C’è da chiedere cosa abbia indotto Zingaretti ad affidare la Commissione Bilancio a Vincenzi. In Regione sono pronti a scommettere che la decisione sia basata sul potere elettorale di Vincenzi in tutta la provincia di Roma. Per capire cos’è successo è necessario fare un salto indietro di alcuni mesi, a giugno scorso. Con la seconda ondata di arresti di Mafia Capitale si scopre che Vincenzi è in rapporti con Buzzi. Dopo un paio di giorni il politico rassegna le dimissioni da capogruppo Pd. Al suo posto arriva il professor Riccardo Valentini, esponente di punta dell’ormai sciolto Listino di Zingaretti «Per il Lazio». Ma la sua nomina proprio non va giù alle varie anime del Pd (quelle per intenderci che hanno portato i voti), in quanto la sua elezione e la successiva nomina a capogruppo non sono lo specchio di un suo potere elettorale. Zingaretti corre ai ripari. L’obiettivo è ritrovare armonia nel gruppo Pd e trovare una sistemazione per Vincenzi. Così scatta il giro di valzer natalizio delle nomine: a metà dicembre la nomenklatura del Pd Lazio si riunisce nella segreteria, in via degli Scialoja a Roma. Alla fine si decide che il nuovo capogruppo Pd sia Massimiliano Valeriani. Per Vincenzi, invece, la parola d’ordine è «riabilitazione». Così, il 9 febbraio scorso arriva la nomina a presidente della Commissione Bilancio.
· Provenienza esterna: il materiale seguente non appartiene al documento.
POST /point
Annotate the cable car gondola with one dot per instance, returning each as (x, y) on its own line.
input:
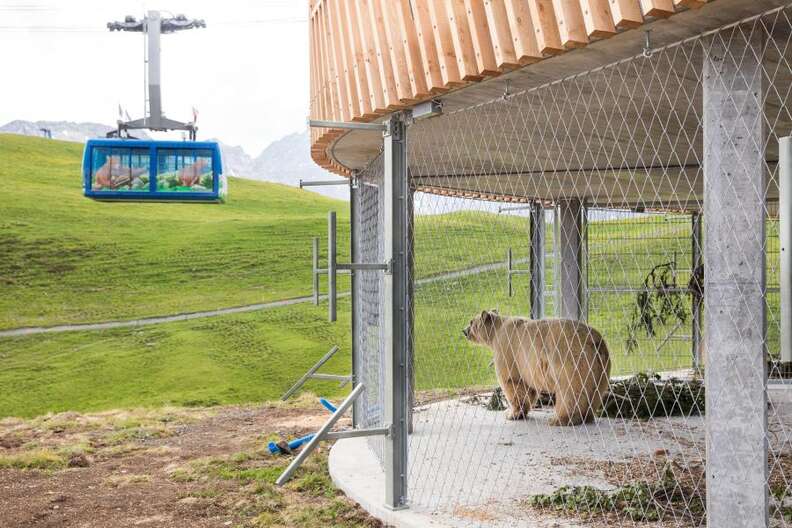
(123, 168)
(164, 171)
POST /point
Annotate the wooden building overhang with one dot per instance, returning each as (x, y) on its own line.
(369, 58)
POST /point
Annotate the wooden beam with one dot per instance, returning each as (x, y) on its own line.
(626, 13)
(377, 24)
(548, 38)
(397, 51)
(358, 60)
(462, 40)
(501, 34)
(408, 33)
(481, 38)
(344, 61)
(522, 31)
(449, 69)
(598, 18)
(430, 60)
(658, 8)
(330, 74)
(690, 4)
(571, 27)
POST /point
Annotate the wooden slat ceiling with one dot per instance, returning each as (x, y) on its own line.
(371, 57)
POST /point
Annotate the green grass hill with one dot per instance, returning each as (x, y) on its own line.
(69, 259)
(65, 258)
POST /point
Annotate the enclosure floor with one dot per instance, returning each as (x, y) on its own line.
(471, 467)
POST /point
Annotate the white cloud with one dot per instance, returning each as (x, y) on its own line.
(247, 72)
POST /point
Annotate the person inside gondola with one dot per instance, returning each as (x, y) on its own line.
(114, 175)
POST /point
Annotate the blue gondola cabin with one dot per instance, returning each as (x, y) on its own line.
(163, 171)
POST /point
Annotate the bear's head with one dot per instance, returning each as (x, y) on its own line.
(481, 329)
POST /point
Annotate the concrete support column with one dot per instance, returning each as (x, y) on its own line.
(537, 260)
(734, 259)
(571, 262)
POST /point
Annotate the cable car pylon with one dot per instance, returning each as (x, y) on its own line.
(153, 26)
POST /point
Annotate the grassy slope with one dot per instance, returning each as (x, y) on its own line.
(70, 259)
(239, 358)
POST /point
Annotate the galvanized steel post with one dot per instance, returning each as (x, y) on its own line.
(785, 239)
(396, 295)
(537, 235)
(331, 266)
(354, 284)
(571, 259)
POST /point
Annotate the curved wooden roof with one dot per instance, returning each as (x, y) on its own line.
(372, 57)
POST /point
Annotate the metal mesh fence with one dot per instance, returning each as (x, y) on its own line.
(602, 423)
(369, 309)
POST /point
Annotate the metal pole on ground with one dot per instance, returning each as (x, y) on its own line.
(315, 266)
(570, 256)
(410, 319)
(785, 240)
(354, 284)
(734, 292)
(331, 266)
(396, 295)
(537, 243)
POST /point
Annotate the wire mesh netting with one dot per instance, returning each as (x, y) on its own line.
(595, 414)
(369, 308)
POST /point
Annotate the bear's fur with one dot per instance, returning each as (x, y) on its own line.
(560, 356)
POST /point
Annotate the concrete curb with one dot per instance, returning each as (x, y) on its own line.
(357, 472)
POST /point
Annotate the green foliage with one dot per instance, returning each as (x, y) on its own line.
(659, 302)
(640, 501)
(646, 396)
(44, 459)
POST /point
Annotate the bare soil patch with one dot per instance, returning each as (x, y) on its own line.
(167, 468)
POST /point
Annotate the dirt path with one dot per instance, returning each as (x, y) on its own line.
(145, 321)
(170, 468)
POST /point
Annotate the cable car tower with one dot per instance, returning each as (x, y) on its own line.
(153, 25)
(123, 168)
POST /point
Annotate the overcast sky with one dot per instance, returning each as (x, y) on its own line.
(247, 72)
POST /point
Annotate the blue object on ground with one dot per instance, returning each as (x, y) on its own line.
(294, 444)
(327, 405)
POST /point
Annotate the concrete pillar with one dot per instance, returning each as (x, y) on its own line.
(734, 259)
(570, 255)
(537, 260)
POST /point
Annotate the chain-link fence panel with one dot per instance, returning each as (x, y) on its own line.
(597, 417)
(369, 308)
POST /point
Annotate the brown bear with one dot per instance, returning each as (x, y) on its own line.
(560, 356)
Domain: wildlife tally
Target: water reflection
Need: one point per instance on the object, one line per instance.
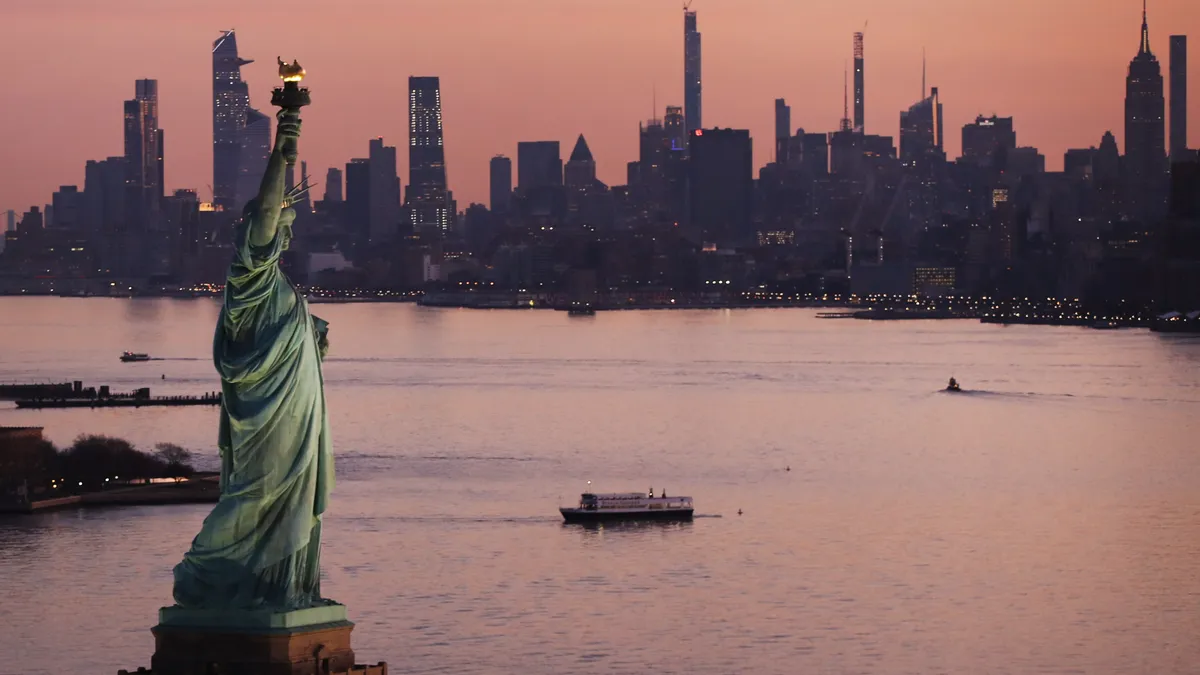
(915, 533)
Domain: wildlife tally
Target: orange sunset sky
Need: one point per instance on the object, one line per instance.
(533, 70)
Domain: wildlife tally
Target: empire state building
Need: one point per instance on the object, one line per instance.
(1145, 161)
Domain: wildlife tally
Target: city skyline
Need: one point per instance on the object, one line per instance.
(354, 102)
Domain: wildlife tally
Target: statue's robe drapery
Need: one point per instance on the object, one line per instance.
(259, 548)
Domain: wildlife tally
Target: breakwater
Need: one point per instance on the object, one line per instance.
(136, 401)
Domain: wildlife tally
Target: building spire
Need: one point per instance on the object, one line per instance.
(1145, 31)
(846, 125)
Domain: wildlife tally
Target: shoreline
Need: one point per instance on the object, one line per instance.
(202, 489)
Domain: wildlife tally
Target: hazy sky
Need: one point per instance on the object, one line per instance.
(533, 70)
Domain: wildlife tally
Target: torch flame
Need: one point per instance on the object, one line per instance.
(293, 72)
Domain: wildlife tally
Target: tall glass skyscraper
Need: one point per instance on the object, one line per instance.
(143, 155)
(1179, 96)
(427, 198)
(691, 102)
(859, 87)
(240, 133)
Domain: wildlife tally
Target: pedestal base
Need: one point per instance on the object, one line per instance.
(311, 641)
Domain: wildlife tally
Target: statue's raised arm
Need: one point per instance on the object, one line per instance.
(268, 207)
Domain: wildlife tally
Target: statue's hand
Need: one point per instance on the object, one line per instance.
(287, 133)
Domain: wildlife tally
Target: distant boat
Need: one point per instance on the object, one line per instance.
(627, 506)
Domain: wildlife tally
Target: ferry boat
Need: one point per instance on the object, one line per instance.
(628, 506)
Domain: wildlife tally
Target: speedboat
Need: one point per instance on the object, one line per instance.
(628, 506)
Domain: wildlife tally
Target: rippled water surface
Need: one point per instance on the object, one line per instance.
(1048, 520)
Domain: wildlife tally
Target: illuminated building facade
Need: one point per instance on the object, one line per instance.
(1145, 160)
(691, 88)
(430, 207)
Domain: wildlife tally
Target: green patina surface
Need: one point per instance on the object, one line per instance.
(252, 620)
(259, 548)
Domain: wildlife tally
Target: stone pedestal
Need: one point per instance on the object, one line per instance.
(307, 641)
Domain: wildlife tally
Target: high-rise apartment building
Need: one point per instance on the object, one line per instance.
(334, 185)
(501, 183)
(783, 130)
(1179, 84)
(383, 198)
(427, 198)
(358, 201)
(691, 88)
(1145, 138)
(987, 142)
(539, 165)
(720, 186)
(143, 159)
(241, 136)
(922, 130)
(859, 85)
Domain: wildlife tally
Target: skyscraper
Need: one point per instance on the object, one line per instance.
(921, 130)
(859, 105)
(1145, 160)
(581, 168)
(691, 97)
(720, 186)
(988, 141)
(334, 185)
(539, 165)
(143, 160)
(427, 197)
(255, 149)
(383, 199)
(241, 136)
(231, 100)
(1179, 66)
(783, 130)
(358, 201)
(501, 173)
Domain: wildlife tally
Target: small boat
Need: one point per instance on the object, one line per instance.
(628, 506)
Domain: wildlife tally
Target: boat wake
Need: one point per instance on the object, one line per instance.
(989, 394)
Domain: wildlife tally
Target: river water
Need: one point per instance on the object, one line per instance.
(1047, 520)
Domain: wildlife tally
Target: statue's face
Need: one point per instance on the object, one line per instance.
(287, 216)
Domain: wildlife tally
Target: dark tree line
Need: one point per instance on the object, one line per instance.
(91, 463)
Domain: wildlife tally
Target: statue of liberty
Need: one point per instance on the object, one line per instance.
(259, 548)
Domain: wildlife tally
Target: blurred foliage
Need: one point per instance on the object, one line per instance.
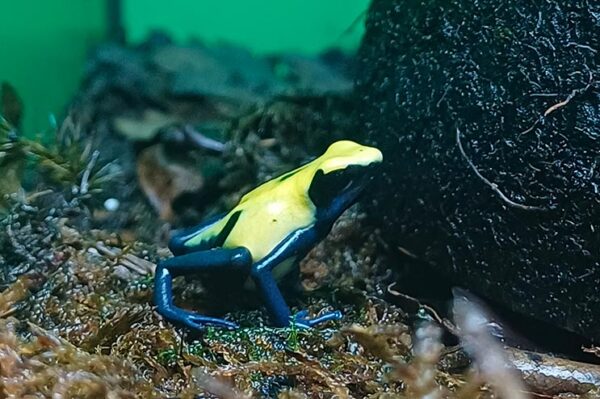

Secondo i pentastellati, così come accertato dall’indagine coordinata dal procuratore capo Giuseppe Pignatone, il malaffare sarebbe penetrato dai Municipi di Roma, al Comune, fino alla Regione Lazio. Un’ondata di contatti e rapporti di natura illecita che hanno svelato il grado di curruzione della pubblica amministrazione laziale. Lo stesso Giarrusso, infatti, precisa che «le ripercussioni e gli intrecci che hanno interessato il Comune di Roma, si sono palesati in tutta evidenza e con pesanti implicazioni anche all’interno della Regione Lazio, implicando non solo consiglieri regionali della passata e presente consiliatura, ma anche gli stessi gangli centrali dell’amministrazione regionale», ossia l’ex capo di gabinetto di Zingaretti, Maurizio Venafro.